I was already aware of LIME and its R interface, but this one package is dedicated to (boosted) trees, including random forests. From what I have seen, the output looks more pretty compared to LIME but especially most engaging given the way it focus on interactive displays. Most notably, it includes dependence plots in addition to effect and summary plots which generalize partial dependence and feature importance plot over the entire sample. The SHAP value is more refined than importance measure as defined in Random Forest, for instance. Indeed it is not simply a permuted measure of accuracy gain in a classification task, but it summarizes the sum of the effects of each feature being introduced into a conditional expectation, taking into account the order in which features enter the model in the case of non-linear models.

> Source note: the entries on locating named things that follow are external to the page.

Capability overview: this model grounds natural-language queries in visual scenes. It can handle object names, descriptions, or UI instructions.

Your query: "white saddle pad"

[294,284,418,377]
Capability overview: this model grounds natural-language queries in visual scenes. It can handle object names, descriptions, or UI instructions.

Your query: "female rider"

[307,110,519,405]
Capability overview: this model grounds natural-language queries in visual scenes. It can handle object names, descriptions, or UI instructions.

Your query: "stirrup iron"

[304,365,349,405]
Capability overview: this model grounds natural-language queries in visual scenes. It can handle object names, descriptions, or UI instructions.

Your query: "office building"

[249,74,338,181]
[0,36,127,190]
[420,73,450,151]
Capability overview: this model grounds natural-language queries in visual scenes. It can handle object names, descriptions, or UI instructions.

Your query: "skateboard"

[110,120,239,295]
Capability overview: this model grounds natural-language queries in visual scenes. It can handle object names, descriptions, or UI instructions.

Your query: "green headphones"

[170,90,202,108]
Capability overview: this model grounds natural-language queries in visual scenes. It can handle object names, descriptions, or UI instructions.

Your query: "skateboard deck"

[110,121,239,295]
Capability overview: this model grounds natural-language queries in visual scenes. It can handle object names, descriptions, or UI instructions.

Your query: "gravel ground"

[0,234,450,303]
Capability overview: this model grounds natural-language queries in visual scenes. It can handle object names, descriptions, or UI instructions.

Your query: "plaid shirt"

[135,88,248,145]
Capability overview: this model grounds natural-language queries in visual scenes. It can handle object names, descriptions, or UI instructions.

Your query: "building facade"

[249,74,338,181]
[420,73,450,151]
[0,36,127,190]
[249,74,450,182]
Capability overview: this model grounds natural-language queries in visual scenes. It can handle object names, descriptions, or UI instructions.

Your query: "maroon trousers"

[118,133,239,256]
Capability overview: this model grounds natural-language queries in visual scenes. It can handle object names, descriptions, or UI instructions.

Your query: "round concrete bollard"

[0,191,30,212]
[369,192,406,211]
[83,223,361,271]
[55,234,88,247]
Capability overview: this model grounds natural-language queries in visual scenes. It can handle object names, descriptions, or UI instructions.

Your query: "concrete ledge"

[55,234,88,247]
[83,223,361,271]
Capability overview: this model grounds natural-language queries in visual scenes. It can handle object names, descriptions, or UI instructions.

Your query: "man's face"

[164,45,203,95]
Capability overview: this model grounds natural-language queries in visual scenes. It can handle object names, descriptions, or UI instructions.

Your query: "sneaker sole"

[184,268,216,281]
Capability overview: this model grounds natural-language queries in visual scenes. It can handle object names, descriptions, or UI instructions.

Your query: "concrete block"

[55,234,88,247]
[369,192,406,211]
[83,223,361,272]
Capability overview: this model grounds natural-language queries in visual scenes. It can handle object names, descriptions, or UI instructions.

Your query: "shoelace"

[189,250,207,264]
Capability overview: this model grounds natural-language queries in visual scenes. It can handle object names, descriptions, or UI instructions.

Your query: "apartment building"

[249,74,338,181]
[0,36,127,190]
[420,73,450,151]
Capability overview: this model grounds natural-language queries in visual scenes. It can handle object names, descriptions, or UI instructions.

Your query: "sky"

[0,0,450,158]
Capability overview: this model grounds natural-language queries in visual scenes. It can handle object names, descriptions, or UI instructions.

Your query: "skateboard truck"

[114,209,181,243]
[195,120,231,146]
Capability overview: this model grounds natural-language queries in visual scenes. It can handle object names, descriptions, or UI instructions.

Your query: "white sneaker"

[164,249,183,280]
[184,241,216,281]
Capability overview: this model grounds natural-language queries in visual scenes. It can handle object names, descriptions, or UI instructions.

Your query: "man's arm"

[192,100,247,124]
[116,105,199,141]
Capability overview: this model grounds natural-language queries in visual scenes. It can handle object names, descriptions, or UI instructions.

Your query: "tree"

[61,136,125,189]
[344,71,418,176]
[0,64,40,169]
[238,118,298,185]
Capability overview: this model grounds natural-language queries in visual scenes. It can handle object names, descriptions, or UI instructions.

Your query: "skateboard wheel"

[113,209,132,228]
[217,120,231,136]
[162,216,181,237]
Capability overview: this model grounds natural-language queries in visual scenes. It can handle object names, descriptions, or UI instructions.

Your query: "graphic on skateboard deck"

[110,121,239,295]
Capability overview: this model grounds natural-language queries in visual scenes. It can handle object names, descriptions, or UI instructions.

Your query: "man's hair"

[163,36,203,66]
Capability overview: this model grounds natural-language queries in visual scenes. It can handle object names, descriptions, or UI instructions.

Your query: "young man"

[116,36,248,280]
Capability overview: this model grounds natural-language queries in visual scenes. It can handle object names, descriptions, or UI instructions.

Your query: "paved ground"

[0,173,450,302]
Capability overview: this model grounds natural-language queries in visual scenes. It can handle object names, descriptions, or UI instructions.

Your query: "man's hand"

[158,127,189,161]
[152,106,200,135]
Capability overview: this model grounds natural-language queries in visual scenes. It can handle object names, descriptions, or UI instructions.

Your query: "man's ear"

There is an arXiv paper right there: Consistent Individualized Feature Attribution for Tree Ensembles, as well as a NIPS paper (PDF). I think it is a very promising approach, like most interactive displays that enable the user to manipulate the data and the predictions while accounting for prediction uncertainty. In this respect, the many papers published by the UW Interactive Data Lab are among the best references I am aware of, see e.g. Uncertainty Displays Using Quantile Dotplots or CDFs Improve Transit Decision-Making or Visualizing Dataflow Graphs of Deep Learning Models in TensorFlow. In any case, boosting methods seem to take increasing precedence over random forests or SVMs.
This was also a good opportunity to try the treeinterpreter package which is quite nicely illustrated in the following blog post: Interpreting random forests. Finally, there is also DALEX, which is an R package influenced by LIME that also focuses on Random Forest and XGBoost.